Photo Credit: Charles County State's Attorney

Last summer, it took a jury days to convict the 52-year-old man of the murders of Kandeon Niravanh and Genesis Garrett, both 22, in Waldorf, and on Thursday, he was sentenced to a lifetime in prison.

Charles County State's Attorney Tony Covington said that shortly before 1 a.m. on Jan. 21, 2021, officers were called to the 2400 block of Hanover Court in Waldorf, where there was a front door suspiciously left open in a neighborhood home.

Once inside, they found Niravanh and Garrett dead with gunshot wounds to their upper bodies. Several neighbors and witnesses also reported to hearing gunshots about a half hour before the grisly discovery.

The investigation into the murders found that Watkins supplied marijuana to Niravanh, who then sold it off in Southern Maryland.

Before the fatal incident, the pair got into a argument over texts about an alleged debt, where Watkins also expressed dismay that Niravanh was attempting to contact his drug supplier directly and skipping over the middle man.
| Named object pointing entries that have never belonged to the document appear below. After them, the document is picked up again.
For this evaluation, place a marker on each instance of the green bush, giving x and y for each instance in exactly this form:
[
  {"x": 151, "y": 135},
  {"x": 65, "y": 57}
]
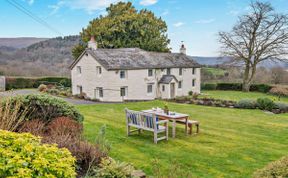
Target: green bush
[
  {"x": 18, "y": 83},
  {"x": 209, "y": 86},
  {"x": 276, "y": 169},
  {"x": 246, "y": 104},
  {"x": 265, "y": 104},
  {"x": 263, "y": 88},
  {"x": 229, "y": 86},
  {"x": 23, "y": 155},
  {"x": 46, "y": 107}
]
That text exchange included a voice-to-text message that showed Watkins threatening violence against Niravanh.

According to court documents, on the morning of the murders, Watkins drove his Honda Accord to Nirvanh's home, which she shared with Garrett, and killed them both.

Following the fatal shootings, prosecutors said that a vehicle matching the description of the Honda was caught on camera leaving the area, leading to his apprehension.

Watkins was convicted following an eight-day trial of: 

  • Two counts of first-degree murder;
  • Two counts of use of a firearm in the commission of a crime of violence related to the murders of Niravanh and Garrett;
  • Use of a firearm during the commission after being convicted of a crime of violence.

At sentencing, Assistant State’s Attorney Jonathan Beattie called the incident a “rage killing” and asked for the maximum sentence under law. He furthered, “the callous disregard for human life is appalling” and that Watkins’ actions were “heinous, angry, and vengeful.”

Judge James West added that the incident “was an execution with no purpose other than to say, ‘I was crossed on a business level or I was disrespected.’ This shouldn’t be tolerated in any community.”